Former national rugby star Francis Smith’s heart is set on giving back to people

Saturday 5 December 2020 | Written by Losirene Lacanivalu | Published in Features, Weekend


Former national rugby star Francis Smith’s heart is set on giving back to people
Francis Smith working in his garden in Mitiaro. Photo: LOSIRENE LACANIVALU. 20120407

Francis Smith first visited Mitiaro when he was six or seven years old. That was the first time he saw an itiki – the island’s famous fresh water eel. Almost three decades on, he reconnects with the itiki and calls the southern group island his new home.

About nine months ago, former Cook Islands rugby star Francis Smith, his wife Katreena and their children returned to Mitiaro for a holiday.

Little did he know the short visit would lead to a permanent move to the southern group island.

And so far, it’s the best step they have taken.

With his wife Katreena, who is from Mitiaro, they are enjoying the island life of farming and fishing while at the same learning the legends and history of the land.

Smith, 35, spent over 10 years in New Zealand playing professional rugby.

He then went on to France and travelled around before returning to Rarotonga to settle.

The Smith family stayed in Rarotonga for about three years until Covid hit.

“We left because of Covid, thought we would come see family here on the island, learn a bit of history and ended up loving it here so much that we don’t want to go back.”

With his eldest daughter studying in Rarotonga, Smith together with his wife and three younger children spend their time in Mitiaro making use of the natural surroundings that Mother Nature has for them.

So, what does a typical day look like for Smith?

“A typical day for me is waking up - going to the plantation, watering the garden, getting the kids ready and taking them to school,” he says.

Surrounded by bananas, tomatoes, pawpaw plants, Smith and his wife have also started planting some herbs in their backyard.

“I enjoy my time in the farm, I am being patient and have learnt that whatever I plant we can eat and also help others who need food.”

Recently, Smith’s seven-year old daughter, Hayley took an idea to her parents - to sell crops, vegetables, nu and her mum’s special tasty cheese bread.

Francis Smith’s daughter Hayley Smith is the inspiration behind the new Saturday market. Pictured: Hayley spends the afternoon going through some basic training with her dad. Photo: LOSIRENE LACANIVALU. 20120408

Smith says the idea was more for his children to earn some cash, as they wanted to purchase their own fishing rods ($60 each) from the island’s fishing club - which they successfully did.

Smith, who recently started working for the Ministry of Agriculture says the people of Mitiaro plant miniota, taro, kumara and they are now trying to get them to gain more knowledge on how to sell produce at the local market.

Most of their farming knowledge comes from their elders/planters which is valuable, Smith says, and on the island, everyone is willing to help each other - especially if you are just starting.

“In the future, we will be trying to motivate our young ones to start farming. Rarotonga has less land to plant, so we want our young ones to plant and produce more to help feed our people, and tourists coming from New Zealand and other countries - that is the big picture.

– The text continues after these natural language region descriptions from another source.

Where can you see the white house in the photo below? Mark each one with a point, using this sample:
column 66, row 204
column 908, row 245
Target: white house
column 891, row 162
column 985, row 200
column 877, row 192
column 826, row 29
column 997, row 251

“We just started the job and this is the plan for the next couple of years.”

An avid sportsman, Smith was part of the Cook Islands Games team where he helped with training some of the participants.

Now, he focuses on training kids at the Mitiaro Golf Club some basic golf techniques.

Leading the Mitiaro Sports Committee, he spends time working on the development of the island’s first ever bowling club, before heading back to the plantation in the afternoons.

“A bowling club in Mitiaro maybe the first ever in the Pa Enua I think and hopefully no one copies,” he says with a laugh.

“You never know with golf, some of these kids just might be the future Tiger Woods, rugby player or bowler.”

Smith says Mitiaro is a relaxing place to be.

“It is always a bit hard when people go overseas but hey, this is home, it is a special place. Home is where the heart is,” he says.

“We have an obligation as a person to give back to our home and look after it, that is the big thing for me, to give something back to our people.

“I encourage our kids to go overseas to learn, and for me it was a good idea to go overseas because I learnt to be more grateful, to be respectful and learnt about different cultures.”